A. John Grotzinger, Athena Science Team member from the Massachusetts Institute of Technology, offers the following:

“In picking the names of significant rock targets, we try to follow a theme. Beginning with Adirondack (first rock at Gusev) we chose names that related to significant topographic features that local populations could identify with. This included Stone Mountain (Georgia) which was the first rock we analyzed by Opportunity. Then, we moved on to El Capitan, Guadalupe, McKittrick, and Last Chance which are significant peaks and valleys in the Guadalupe national park in west Texas. After the rocks, we spent several days analyzing the soils at Eagle crater, which we named mostly after different types of sweets and desserts (Neopolitan, Fudge, etc.).

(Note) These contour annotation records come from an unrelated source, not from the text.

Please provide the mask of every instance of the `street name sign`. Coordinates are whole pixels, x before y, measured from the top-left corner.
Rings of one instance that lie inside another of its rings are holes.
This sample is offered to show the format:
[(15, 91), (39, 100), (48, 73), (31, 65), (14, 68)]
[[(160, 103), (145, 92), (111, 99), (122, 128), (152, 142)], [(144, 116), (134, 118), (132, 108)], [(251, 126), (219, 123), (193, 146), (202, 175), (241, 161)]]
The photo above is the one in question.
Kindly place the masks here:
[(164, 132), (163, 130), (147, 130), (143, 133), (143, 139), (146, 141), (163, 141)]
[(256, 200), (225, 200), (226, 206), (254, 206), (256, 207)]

“The first rock outside of Eagle crater (Bounce Rock) was identified over a month ago, and named because the lander bounced across it as it rolled into Eagle crater. Now that we're there, we are paying a tribute to our European colleagues by selecting a whole series of names which reflect their favorite parts of Germany, France and Denmark (Lorelei, Eifel, etc.). On the plains at Meridiani, we have chosen waypoints for Opportunity to travel to which have historical significance. Our first waypoint is Anatolia, the Greek name for the plains of Asia minor.

“The crater names are chosen by Steve Squyres and Jim Rice and reflect major lakes on Earth (Gusev site) and ships of exploration (Meridiani site).”

Steve Squyres, principal investigator for the Mars Rover mission adds: “None of these names are ‘official’ in any sense. Selecting the official names of features like craters on other planets is the purview of the International Astronomical Union. None of our names — including the names of the craters — are official IAU names. They are simply names that we have chosen out of necessity for use within the team during the mission. Unless you have some names to use for the things you’re looking at and driving by, things get pretty confusing.“

Q. Where can I find blueprints of the Mars Rover?

A. Rover dimensions are: 1.5 meters (4.9 feet) high by 2.3 meters (7.5 feet) wide by 1.6 meters (5.2 feet) long. We are not able to release blueprints of the rovers due to ITAR (International Traffic in Arms Regulations). These regulations state that information which is required for the design, development, or production of “defense articles” remain classified. There are 21 categories of “defense articles,” including a category for “Spacecraft and Associated Equipment.”

Q. What is the object in the Pancam panorama at Meridiani Planum?

A. Rob Manning, the Entry Descent and Landing Manager for the Mars Exploration Rover Project, offers the following comment about the object:

"The Entry, Descent, and Landing team believes that this odd-looking feature is a piece of soft material that definitely came from our vehicle. We cannot say exactly where it came from but we can say that there are several possibilities: cotton insulation, Vectran covers and wraps from the airbag, Zylon bridle tensioning ties, or felt insulation from the gas generators... the list goes on. We do not think this is parachute material, however, due to its color (it does not look blue enough to be the undyed nylon or red enough to be the dyed nylon). Knowing the possibility that we could have left a bit of a mess nearby, once we saw this feature we only marveled at how clean everything looked and we have not given it another thought. (We found bits of Kapton tape just a few feet away from the Mars Pathfinder lander in '97). We try to make sure that bits do not fall off, but it does, and we were not at all surprised."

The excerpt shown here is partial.